JupyterHub on Docker with GitHub OAuth, nginx proxy, and Let’s Encrypt

This stack runs a JupyterHub behind an nginx reverse proxy with automatic TLS via Let’s Encrypt, using GitHub OAuth for authentication and DockerSpawner for per-user notebook containers. It also mounts a large host workspace (e.g., /workspace) into user containers for models and datasets.

  • Reverse proxy: nginx-proxy + acme-companion (auto certificates)
  • Auth: GitHub OAuth2 (only allowed usernames)
  • Hub: Custom image based on jupyterhub/jupyterhub with oauthenticator and dockerspawner
  • Spawner: DockerSpawner (optional GPU support)
  • Storage: Persistent Hub state + host /workspace bind mount

Tested target: Ubuntu Deep Learning Base AMI with Single CUDA (Ubuntu 22.04) 20251024.

Architecture

  • nginx-proxy terminates TLS on ports 80/443 and routes to Hub.
  • acme-companion issues/renews Let’s Encrypt certificates automatically.
  • jupyterhub runs on an internal port (8000) and spawns per-user notebook containers on the jupyterhub-net Docker network.
  • User containers mount the host’s /workspace path for large models and data. JupyterLab opens in /workspace by default for convenience.

Prerequisites

  • A domain name pointing to your server’s public IP (A/AAAA record).

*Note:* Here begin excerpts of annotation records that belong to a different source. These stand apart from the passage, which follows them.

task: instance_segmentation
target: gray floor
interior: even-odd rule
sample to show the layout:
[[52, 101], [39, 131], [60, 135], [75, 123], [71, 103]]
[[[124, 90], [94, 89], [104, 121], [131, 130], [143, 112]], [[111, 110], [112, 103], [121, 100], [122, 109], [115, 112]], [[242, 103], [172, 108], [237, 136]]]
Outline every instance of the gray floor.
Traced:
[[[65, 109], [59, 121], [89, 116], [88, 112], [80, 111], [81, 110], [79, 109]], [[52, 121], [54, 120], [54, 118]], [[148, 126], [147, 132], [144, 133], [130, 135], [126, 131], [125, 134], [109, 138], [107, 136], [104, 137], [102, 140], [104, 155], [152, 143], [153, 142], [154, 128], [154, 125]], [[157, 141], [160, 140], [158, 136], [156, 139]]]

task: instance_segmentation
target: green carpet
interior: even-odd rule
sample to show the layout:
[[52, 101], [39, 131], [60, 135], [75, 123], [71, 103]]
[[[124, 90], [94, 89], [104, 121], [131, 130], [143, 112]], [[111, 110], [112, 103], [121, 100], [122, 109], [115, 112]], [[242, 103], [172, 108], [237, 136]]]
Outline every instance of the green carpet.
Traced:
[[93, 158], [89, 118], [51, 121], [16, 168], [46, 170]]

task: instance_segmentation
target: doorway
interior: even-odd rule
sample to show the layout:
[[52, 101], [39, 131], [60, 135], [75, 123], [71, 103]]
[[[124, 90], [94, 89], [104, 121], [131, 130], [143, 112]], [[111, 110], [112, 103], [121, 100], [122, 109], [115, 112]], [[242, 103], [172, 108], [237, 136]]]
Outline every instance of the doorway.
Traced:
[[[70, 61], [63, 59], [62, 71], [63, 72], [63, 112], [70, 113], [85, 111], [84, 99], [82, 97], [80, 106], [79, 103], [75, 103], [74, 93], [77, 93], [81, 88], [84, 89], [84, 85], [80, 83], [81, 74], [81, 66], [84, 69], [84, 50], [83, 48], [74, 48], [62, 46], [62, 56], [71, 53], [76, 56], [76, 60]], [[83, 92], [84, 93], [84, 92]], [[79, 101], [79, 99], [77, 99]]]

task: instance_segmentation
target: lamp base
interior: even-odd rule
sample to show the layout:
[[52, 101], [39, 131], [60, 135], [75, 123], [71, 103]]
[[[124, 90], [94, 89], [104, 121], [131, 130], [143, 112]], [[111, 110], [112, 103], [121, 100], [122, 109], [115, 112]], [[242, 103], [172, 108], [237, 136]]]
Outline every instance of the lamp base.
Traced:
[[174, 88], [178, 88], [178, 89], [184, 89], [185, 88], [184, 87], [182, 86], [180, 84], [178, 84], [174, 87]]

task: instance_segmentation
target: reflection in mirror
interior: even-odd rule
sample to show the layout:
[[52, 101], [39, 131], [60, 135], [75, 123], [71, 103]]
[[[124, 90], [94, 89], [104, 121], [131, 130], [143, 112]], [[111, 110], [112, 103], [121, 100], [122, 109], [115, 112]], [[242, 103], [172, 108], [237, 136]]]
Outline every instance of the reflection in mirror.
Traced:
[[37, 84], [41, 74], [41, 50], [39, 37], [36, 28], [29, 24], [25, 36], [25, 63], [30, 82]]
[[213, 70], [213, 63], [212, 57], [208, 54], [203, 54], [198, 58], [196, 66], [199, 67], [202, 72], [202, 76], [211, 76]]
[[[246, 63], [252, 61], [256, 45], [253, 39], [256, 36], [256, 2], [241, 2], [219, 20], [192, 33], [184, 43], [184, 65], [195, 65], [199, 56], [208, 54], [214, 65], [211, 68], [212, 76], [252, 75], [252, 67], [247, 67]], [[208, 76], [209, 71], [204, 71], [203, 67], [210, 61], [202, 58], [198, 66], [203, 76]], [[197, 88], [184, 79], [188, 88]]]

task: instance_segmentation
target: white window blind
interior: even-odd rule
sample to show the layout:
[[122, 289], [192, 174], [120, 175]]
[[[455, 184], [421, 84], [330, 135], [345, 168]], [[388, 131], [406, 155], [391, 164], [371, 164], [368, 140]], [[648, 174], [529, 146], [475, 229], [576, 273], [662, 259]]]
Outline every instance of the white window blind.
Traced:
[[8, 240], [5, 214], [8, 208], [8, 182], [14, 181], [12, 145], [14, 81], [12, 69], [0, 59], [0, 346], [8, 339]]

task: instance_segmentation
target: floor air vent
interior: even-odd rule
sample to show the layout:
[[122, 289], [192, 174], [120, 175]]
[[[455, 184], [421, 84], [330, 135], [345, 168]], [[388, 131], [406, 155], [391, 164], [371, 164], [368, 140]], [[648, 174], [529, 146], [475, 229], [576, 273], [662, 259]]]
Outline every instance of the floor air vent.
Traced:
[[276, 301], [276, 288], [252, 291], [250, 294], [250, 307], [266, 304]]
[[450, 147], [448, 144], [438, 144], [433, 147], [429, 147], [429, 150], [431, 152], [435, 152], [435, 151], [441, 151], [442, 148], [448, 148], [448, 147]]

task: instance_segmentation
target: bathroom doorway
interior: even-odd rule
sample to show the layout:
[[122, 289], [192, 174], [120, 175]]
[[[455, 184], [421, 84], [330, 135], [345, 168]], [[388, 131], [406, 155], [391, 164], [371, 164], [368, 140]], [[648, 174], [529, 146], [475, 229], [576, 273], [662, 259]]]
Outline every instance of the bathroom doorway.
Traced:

Example: jhub.example.com.
  • Ports 80 and 443 open to the internet (security group/firewall).
  • Docker Engine and Docker Compose plugin installed.
  • On the target AMI, NVIDIA drivers are present; for GPU in containers, also ensure the NVIDIA Container Toolkit is installed and working with Docker.
  • A GitHub account to create an OAuth App.

NVIDIA Container Toolkit (for GPU, optional)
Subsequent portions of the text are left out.